In a field of trivial objects, stolen, transferred or diverted from the daily life and from its value in use, and with similar characteristics in everything, there is, however, in each recollection, a request for attention to a slower observation. The issue is that if each installation is born from the composition and the alignment of equals, one is forced to understand the heterogeneity and the imprints inscribed by different levels of use, abrasion, handling and action of time over each one of the gathered multiples. In a subtle and quiet way, those variants are the ones that mobilize the aesthetic, poetical and affective qualities of the work.
In some cases, Dalila Gonçalves intervenes in a more obvious way in the combination of the parts. She lays out, creating scales, variations of use and abrasion, of the material’s colour, giving them a graphic and formal expression. These are also the guidelines that have pressed forward Amontoar em Carga e Descarga (2012), installation formed by Bic black pens that organizes and classifies according to the measure and the ink level of use in each pen. Deliminar (2012-2013) is also an installation formed by used graphite pencils, collected from schools. This one, just like other pieces of her work, summon, therefore, a sense of common economics, in this case driven from the processes of exchanging new objects for used ones.
These are representative ways of production of her work, that congregates a wider body of work, in which are included installations, but also photography, video-installations, public interventions, drawings, sculptures, made in various materials. In some pieces, she uses a support of fragile materiality, such as carbon paper, exploring simple games of language and possibilities, as well as the effects of ink transference and of the pigment by contact. The obvious essentiality in these works, as well as the shortage of resources are characteristics also shared in pieces of work such as A4 (2013), piece constituted only by agglutinated graphite and that, notwithstanding its density, has an aspect of extreme fragility.
Finally, it is still mentioned Tensor (2013), an installation formed by an illumination mechanism and wooden and paper elements. Installed in spaces where the natural light does not enter, this work of a very handmade aspect establishes a very dynamic relation between the object and the space, the effects of light and shadow, of visibility and invisibility, from the ascending and descending movement produced by the luminous device. Something that, either by symbolic context or by metaphorical aspiration, leads us to a space of confrontation with the ephemeral and transitory nature of the objects, but also to any other experience.
Dalila Gonçalves has chosen for this publishing the format of a log book (implied in the Latin origin of the word – calendarium), in which a significant set of works is gathered, representative of her trajectory.
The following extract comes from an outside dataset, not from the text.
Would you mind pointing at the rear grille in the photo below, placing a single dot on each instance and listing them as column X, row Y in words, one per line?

Although it is entitled Calendário (Calendar), its purpose is not to detail, show and visualize the works, obeying a time line, in order to locate and help us understand the pieces. It is about the use of the concept for other purposes. With this appropriation, the artist has preferred to establish a cycle of seasons, which follow each other throughout the book, suggesting themes that provide a vision on different aspects of her practice, establishing conceptual possibilities of analysis of her work.
Even so, time is the biggest ally of the artistic and productive practice of Dalila Gonçalves. Her work is predominantly procedural. Many of her pieces of work show that special attention given to the flowing of time, as they come from a continuous collector activity: to gather, to pile up, to collect, to inventory, to lay out and to exhibit are some of the means and actions that articulate her work. One can say that her pieces of work lie in a double basis: the process of collecting objects and the process of installation used to give a new meaning and unprecedented condition to the set. Those are, for example, the major threads of Organic Time (2012-2013), work based on the process of gathering a set of white used pool balls and in the posterior setting of these found objects. Along the same lines is Playing with time (2102-2013), piece constituted by 840 chalk holders for pool cues that the artist has collected and gathered gradually, afterwards laying the set out in a geometrical configuration.
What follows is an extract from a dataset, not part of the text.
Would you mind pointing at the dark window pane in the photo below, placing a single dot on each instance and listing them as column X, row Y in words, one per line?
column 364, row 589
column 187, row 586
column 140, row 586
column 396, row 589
In a field of trivial objects, stolen, transferred or diverted from the daily life and from its value in use, and with similar characteristics in everything, there is, however, in each recollection, a request for attention to a slower observation. The issue is that if each installation is born from the composition and the alignment of equals, one is forced to understand the heterogeneity and the imprints inscribed by different levels of use, abrasion, handling and action of time over each one of the gathered multiples. In a subtle and quiet way, those variants are the ones that mobilize the aesthetic, poetical and affective qualities of the work.
In some cases, Dalila Gonçalves intervenes in a more obvious way in the combination of the parts. She lays out, creating scales, variations of use and abrasion, of the material’s colour, giving them a graphic and formal expression. These are also the guidelines that have pressed forward Amontoar em Carga e Descarga (2012), installation formed by Bic black pens that organizes and classifies according to the measure and the ink level of use in each pen. Deliminar (2012-2013) is also an installation formed by used graphite pencils, collected from schools. This one, just like other pieces of her work, summon, therefore, a sense of common economics, in this case driven from the processes of exchanging new objects for used ones.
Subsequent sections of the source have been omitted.